Then, at the output of the entire encoder, that is the BCC encoder 112 and a downstream base channel encoder, a common data stream is written in which a block of the at least one base channel follows an earlier block of the at least one base channel, and in which the encoded multi-channel overhead information is also keyed in, for example, by a bit stream multiplexer.
Keying takes place in such a way that the data stream consists of basic channel data
and multichannel overhead information always one block of basic channel data
includes and associated with this block a block of multi-channel overhead data
which then is e.g. form a common transmission frame. This transmission frame
is then over a transmission path
sent to a decoder.
The decoder again includes a data stream demultiplexer on the input side to split a frame of the data stream into a block of basic channel data and a block of associated multichannel overhead information. Then, the block of basic data is decoded by, for example, an MP3 decoder or an AAC decoder. This block of decoded base data is then sent to the BCC decoder along with the block of optionally also decoded multichannel overhead information 120 fed.
In order to
is due to the common transmission
of basic channel data and additional information the time allocation
additional information about the basic channel data is automatically set
and by a decoder that works in frame, without further ado
restore. The decoder is thus due to the common transmission of the
both types of data in a single data stream so to speak automatically
the additional information associated with a block of basic channel data, thus
a multi-channel reconstruction with high quality is possible. So it will not be
Problem arise that the multi-channel additional information a
have temporal offset to the base channel data. Would, however
such an offset would be significant
Lower quality of the multi-channel reconstruction lead, since
then a block of base channel data along with multichannel overhead data
although this multi-channel overhead does not work
belong to the block of basic data,
but e.g. to an earlier or
such a scenario in which the allocation between multi-channel additional data
and basic channel data is no longer given, will occur when
no common data stream is written, but if its own
Data stream with the basic channel data exists and another one
separate data stream with the multi-channel additional information available
is. Such a situation may, for example, be a sequential one
working transmission system
arise, such as radio or the Internet. Here is
the one to be transmitted
Audio program in basic audio data (mono or stereo demix audio signal)

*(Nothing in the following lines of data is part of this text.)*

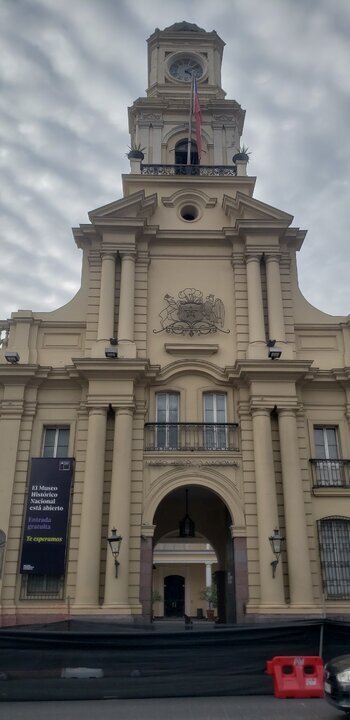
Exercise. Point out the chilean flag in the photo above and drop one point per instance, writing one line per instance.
(197, 117)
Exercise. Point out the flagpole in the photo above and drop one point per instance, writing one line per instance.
(190, 124)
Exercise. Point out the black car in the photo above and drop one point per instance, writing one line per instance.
(337, 682)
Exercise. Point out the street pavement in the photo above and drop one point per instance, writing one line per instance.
(210, 708)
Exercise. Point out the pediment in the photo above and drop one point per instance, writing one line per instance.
(137, 205)
(243, 207)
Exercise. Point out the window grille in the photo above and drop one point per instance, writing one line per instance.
(55, 442)
(334, 544)
(42, 587)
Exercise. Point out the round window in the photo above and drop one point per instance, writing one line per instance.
(189, 213)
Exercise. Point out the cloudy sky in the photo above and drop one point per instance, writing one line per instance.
(70, 68)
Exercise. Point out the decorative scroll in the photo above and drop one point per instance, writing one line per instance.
(190, 314)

and extension data (multi-channel additional information) split,
which are broadcast individually or in combination. Even if
the two data streams
can be transmitted synchronously by a transmitter in time, can on
the transmission route
to the recipient
many "surprises" lurk in addition
that is much more compact in terms of the number of bits
Data stream with the multichannel overhead data e.g. faster to one
is considered the data stream with the base channel data.

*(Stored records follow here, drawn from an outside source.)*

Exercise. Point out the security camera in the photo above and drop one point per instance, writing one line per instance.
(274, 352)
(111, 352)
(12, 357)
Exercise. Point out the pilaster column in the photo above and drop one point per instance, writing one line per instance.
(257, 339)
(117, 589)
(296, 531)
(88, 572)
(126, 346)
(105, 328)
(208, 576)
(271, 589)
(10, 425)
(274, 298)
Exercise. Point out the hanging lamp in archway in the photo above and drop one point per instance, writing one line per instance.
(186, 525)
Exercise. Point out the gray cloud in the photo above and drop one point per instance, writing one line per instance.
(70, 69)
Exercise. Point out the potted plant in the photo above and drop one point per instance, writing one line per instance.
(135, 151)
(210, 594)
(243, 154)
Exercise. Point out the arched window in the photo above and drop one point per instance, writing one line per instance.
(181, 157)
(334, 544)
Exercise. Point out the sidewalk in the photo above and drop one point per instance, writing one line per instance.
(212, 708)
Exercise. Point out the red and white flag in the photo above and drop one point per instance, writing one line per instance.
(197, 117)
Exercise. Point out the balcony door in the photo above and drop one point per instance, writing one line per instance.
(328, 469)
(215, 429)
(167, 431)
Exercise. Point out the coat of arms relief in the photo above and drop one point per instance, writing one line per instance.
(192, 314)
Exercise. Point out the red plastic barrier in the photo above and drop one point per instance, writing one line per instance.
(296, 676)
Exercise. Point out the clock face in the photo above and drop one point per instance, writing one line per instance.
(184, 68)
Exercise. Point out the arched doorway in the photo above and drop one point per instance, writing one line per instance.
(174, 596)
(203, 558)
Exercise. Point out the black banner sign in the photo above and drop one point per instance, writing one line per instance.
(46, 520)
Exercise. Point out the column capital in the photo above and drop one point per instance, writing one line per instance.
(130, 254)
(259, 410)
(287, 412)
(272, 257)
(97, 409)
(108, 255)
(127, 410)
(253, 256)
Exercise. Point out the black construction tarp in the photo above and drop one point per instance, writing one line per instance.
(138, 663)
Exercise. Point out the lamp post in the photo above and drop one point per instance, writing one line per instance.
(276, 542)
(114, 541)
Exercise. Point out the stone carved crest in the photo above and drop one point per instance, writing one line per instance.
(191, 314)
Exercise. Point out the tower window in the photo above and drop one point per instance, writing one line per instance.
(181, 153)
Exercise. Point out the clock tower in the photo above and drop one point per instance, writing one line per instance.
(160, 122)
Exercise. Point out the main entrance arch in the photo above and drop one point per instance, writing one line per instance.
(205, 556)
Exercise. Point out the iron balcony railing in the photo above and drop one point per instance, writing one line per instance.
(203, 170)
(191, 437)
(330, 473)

it is preferred coder / decoder with non-constant output data rate
to achieve a particularly good bit efficiency. Here
is unpredictable how long the decoding of a block of
Basic channel data takes. Furthermore, depends
this processing also of the actually used hardware components
for decoding, such as in a PC or digital
must be present. Further
There are also systemic or algorithmic-inherent blurs, especially in the
Bitsparkassentechnik on average a constant output data rate
is generated, however, locally, bits that are for a
particularly well to be coded block not needed to be saved,
another block that is particularly hard to code because
the audio signal e.g. is particularly transient, from the bit savings bank
to be taken again.
on the other hand
has the separation of the common data stream described above
into two individual data streams
special advantages. Thus, a classical receiver, e.g. a pure one
Mono or stereo receiver
independent at any time
content and version of the multichannel supplemental information in the
Able to receive and play the audio base data. The separation
into separate data streams
thus ensures the backward compatibility of the entire
On the other hand
can be a receiver
the newer generation evaluate this multi-channel additional data and
combine with the audio base data so that the user has the full extension,
here the multichannel sound, available
can be made.
particularly interesting application scenario of separate transmission
audio base data and extension data are in digital broadcasting.
Here you can with the help of multi-channel additional information so far
radiated stereo audio signal through low additional transmission costs
be extended to a multi-channel format, such as 5.1.
Here the program provider generates on the transmitter side from multi-channel sound sources, such as
for example, they are found on DVD-Audio / Video, the multi-channel additional information.
these multichannel additional information will be in parallel with as before
transmitted audio stereo signal transmitted, which now, however
not just a stereo signal, but includes two base channels,
derived from any downmix from the multi-channel signal
have been. For
However, the stereo signal of the two base channels as a normal
Stereo signal, because in the multi-channel analysis ultimately similar
Steps are taken as they come from a sound engineer who
Stereo signal mixed from multiple tracks has been made
Advantage of the separation consists in the compatibility with the
Previously existing digital broadcasting systems. A classic receiver, the
This additional information can not evaluate, as before
receive the bilingual signal without any qualitative restrictions
and can play.
newer design, however, can additionally
to previously received stereo sound signal this multi-channel information
evaluate, decode and the original 5.1 multichannel signal
reconstruct from it.
the simultaneous transmission
the multi-channel additional information as a supplement to the previously used
To enable stereo signal,
you can, as it has already been done
has been, for
a digital broadcasting system with the multi-channel additional information
combine the coded downmix audio signal, so that there is a
single data stream, which is then scalable if necessary and
can also be read by an existing receiver, the
however, the additional data
in terms of
ignored the multi-channel additional information.
sees only one (valid)
Audio stream and, if it is a newer type receiver,
from the data stream further the Mehrkanaltonzusatzinformationen via a
corresponding upstream data distributor again in sync with the
Extract audio data block, decode and as 5.1 multi-channel sound
However, this approach is the extension of the existing infrastructure
or the existing data paths, so instead of just as before
the stereo audio signals combined from downmix signals and extension
Since tensignale can transport.
So if you use the standard transmission format
for stereo data
also with radio broadcasts
be ensured by the common data stream.
is it for
an enforcement on the market top
problematic when existing broadcast infrastructures are changed
So the problem does not exist only on the part of the decoder,
but also on the part of the radio stations and the standardized transmission protocols.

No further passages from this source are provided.